The silver lining: Our ability to track and identify mutating viruses in real time is now extraordinary. Well over 2 million Covid genomes have been cataloged and published. But describing the “anatomy” of the virus is miles away from understanding the functional significance of their codes, or the various biochemical instructions they may instruct.
These deeper questions are in the realm of evolutionary biologists who are currently experiencing sleepless nights. Their prior nightmare? “What comes after Delta?” No need to wonder any longer. It’s “Omicron.”
As we await scientific analysis to catch up on the new variant, what we already know is that Delta’s genetic mutation, P681R, affected a spot on the virus spike that cuts through protein chains and sped up human cell entry 1000 times. The speed lit a fuse under colony growth, which in turn allowed the virus’s spread to other unsuspecting human contacts before any immune response generated symptoms appeared. Of course the state of being asymptomatic didn’t last for long. Speedy virus multiplication rates accelerated the microbes movement from upper airways to lower airways.
Will Omicron be a killer? First a few basics.
1. A virus’s survival, and threat to us, relies on three factors:
a)Infectiousness, b) Virulence, c) Immune Evasion.
But these factors can as easily play against each other as for each other. Natural or vaccine induced immunity slows down infectiousness and potential virulence. But (by narrowing a virus’s options for survival) it also creates a Darwinian reward for any mutant that figures out the Rubik’s Cube solution to becoming “invisible” to the human immune system. According to Rockefeller University virologists, such a change requires the coalescence of 20 independent random changes in the genome. Bottom line: Random escape is a tall order. But Omicron already is housing a boatload of mutations on the infective spike. And with Delta having burned through a sizable portion of its potential future victims, Omicron stands expectantly in the wings.
2. Viruses depend on us. But we no longer look or act as we did in 2019. 4.3 billion citizens (56% of the global population) worldwide have had at least one dose of the vaccine, and hundreds of millions of others have survived the infection. The virus each day is increasingly pressured to find its next human victim. One way out is to figure a way past our immune defenses provided by prior infection or vaccination.
So this is a cyclical game, likely to go on for some time. If we global citizens played our vaccination cards better, the virus would have had fewer turns in the game, and the appearance of Omicron would have been less likely. But here we are.
So here are five take-away facts:
- The longer we allow Covid to stick around, the worse this could get.
- The majority of the messy replication mistakes are inconsequential, but there are occasional windfalls that rise to Greek alphabet mythical status. Omicron is likely one of them.
- Delta’s critical weakness – it leaves behind high antibody titers that limit its future.

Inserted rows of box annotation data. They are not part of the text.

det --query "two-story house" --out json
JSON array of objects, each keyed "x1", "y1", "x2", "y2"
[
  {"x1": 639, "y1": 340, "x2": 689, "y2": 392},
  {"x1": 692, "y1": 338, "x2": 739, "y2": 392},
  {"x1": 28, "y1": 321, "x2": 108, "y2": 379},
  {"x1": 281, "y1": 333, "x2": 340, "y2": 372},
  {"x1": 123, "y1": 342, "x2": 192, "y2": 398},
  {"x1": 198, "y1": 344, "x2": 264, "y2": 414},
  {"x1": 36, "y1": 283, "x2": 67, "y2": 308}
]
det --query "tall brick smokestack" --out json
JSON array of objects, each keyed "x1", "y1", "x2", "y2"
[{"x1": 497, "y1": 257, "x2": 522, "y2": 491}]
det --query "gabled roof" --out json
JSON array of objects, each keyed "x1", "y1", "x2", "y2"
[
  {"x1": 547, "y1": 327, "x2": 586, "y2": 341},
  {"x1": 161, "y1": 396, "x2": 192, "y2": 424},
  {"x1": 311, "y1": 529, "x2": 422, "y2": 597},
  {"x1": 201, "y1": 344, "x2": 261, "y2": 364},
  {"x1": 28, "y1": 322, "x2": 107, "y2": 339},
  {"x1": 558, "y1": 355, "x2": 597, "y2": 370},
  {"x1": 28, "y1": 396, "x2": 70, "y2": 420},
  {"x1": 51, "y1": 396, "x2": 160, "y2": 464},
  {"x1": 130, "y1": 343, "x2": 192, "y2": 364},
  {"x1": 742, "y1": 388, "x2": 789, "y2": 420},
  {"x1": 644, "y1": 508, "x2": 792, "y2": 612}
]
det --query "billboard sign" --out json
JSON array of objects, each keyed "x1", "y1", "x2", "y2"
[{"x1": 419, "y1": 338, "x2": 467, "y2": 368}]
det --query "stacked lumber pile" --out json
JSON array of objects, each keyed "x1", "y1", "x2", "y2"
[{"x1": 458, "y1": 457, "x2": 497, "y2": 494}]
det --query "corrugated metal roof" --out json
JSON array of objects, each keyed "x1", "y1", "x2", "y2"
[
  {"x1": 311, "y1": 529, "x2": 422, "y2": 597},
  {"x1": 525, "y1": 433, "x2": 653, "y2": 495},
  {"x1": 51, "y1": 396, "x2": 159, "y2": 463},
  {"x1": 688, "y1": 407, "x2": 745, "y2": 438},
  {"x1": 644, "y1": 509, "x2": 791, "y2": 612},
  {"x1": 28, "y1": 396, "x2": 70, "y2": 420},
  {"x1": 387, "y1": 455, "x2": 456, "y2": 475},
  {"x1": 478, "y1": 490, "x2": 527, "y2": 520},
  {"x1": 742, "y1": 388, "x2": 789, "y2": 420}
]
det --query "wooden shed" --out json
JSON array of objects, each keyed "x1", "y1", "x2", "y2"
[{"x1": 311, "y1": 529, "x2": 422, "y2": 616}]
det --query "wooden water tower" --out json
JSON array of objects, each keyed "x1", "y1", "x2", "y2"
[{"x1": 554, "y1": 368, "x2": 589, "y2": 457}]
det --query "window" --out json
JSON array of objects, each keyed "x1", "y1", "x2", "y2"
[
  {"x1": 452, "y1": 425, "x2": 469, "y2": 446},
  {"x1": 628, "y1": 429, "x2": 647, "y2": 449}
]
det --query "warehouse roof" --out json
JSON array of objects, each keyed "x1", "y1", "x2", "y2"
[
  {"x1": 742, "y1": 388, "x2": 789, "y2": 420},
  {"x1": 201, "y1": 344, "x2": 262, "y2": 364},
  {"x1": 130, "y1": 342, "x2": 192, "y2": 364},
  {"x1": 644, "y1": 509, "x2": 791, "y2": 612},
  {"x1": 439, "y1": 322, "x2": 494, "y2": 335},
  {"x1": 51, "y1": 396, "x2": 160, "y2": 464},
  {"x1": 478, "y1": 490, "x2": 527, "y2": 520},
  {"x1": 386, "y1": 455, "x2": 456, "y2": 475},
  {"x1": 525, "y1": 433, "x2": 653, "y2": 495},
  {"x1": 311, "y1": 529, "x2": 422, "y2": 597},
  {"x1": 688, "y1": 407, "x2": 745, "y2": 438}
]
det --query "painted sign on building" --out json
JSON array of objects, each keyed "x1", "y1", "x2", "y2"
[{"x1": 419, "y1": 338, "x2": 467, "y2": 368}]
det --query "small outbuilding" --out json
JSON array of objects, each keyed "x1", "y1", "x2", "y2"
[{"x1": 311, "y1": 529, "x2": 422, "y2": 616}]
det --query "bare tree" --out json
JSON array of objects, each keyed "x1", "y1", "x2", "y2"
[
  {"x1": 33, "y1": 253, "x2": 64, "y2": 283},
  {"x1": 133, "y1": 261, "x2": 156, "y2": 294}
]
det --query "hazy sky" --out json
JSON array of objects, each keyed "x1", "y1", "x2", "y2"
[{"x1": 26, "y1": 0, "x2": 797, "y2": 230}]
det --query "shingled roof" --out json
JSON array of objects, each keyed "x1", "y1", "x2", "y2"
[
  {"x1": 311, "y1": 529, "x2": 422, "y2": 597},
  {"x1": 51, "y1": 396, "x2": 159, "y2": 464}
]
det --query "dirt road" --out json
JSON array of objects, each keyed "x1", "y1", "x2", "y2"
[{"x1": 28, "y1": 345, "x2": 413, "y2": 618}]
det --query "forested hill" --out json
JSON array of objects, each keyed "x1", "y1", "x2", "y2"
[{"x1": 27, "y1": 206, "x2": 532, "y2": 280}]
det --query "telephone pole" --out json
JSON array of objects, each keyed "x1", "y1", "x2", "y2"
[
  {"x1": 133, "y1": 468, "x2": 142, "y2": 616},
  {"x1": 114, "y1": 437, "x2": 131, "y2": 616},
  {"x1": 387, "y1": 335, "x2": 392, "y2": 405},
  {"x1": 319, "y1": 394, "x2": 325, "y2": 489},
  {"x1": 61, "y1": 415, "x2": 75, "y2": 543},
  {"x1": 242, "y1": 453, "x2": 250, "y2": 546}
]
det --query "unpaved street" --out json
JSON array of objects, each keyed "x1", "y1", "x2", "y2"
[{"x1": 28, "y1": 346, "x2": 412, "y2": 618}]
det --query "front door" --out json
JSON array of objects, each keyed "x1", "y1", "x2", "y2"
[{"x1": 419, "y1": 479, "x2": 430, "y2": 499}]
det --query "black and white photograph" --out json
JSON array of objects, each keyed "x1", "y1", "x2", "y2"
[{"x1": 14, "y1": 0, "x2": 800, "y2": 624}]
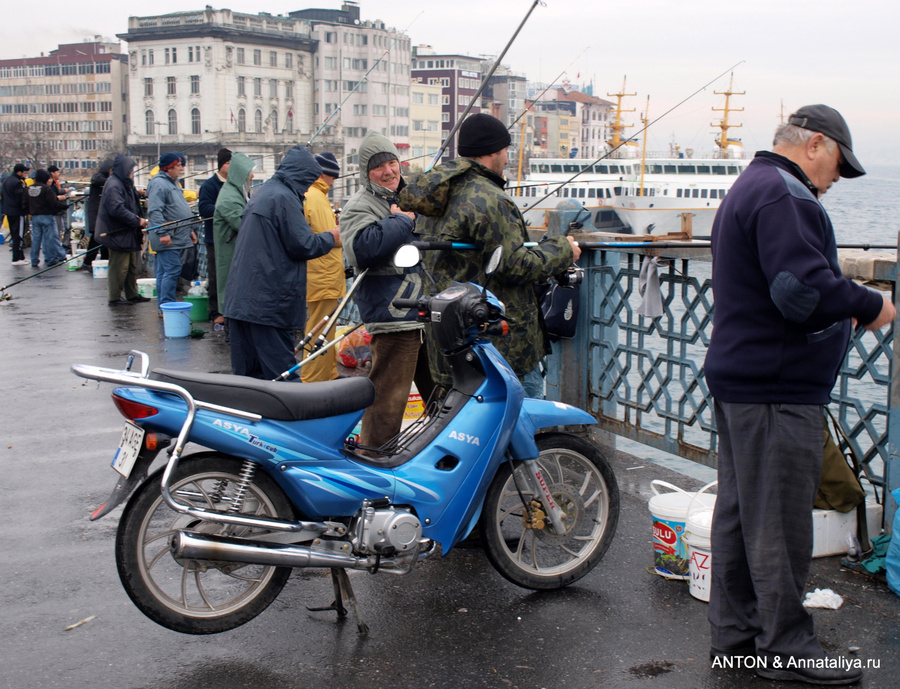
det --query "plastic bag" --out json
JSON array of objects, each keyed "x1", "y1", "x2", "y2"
[{"x1": 337, "y1": 326, "x2": 372, "y2": 368}]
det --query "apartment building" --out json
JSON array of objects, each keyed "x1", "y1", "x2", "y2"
[{"x1": 0, "y1": 36, "x2": 129, "y2": 180}]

- Give the virus more time, or access to compromised hosts, and anything can happen. Viruses are constantly rolling the evolutionary dice.

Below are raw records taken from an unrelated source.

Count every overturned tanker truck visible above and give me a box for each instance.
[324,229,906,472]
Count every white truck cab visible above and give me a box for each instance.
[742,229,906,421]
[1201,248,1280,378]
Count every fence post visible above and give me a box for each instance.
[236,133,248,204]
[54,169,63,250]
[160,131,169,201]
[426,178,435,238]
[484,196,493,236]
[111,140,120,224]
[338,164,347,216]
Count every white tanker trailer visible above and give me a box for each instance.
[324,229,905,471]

- Mutations hurt us by increasing transmissibility/virulence or immune evasion. The good news is there is some evidence that an immune escaping Covid might not be efficiently transmissible any more.
Leaders who still politicize this virus are not only ignorant of evolutionary biology, they are playing with fire – and with our human lives.
Whatever it takes, we need to force this virus into a corner . That means a worldwide vaccination push. Otherwise, we run the risk of becoming a Greek tragedy ourselves.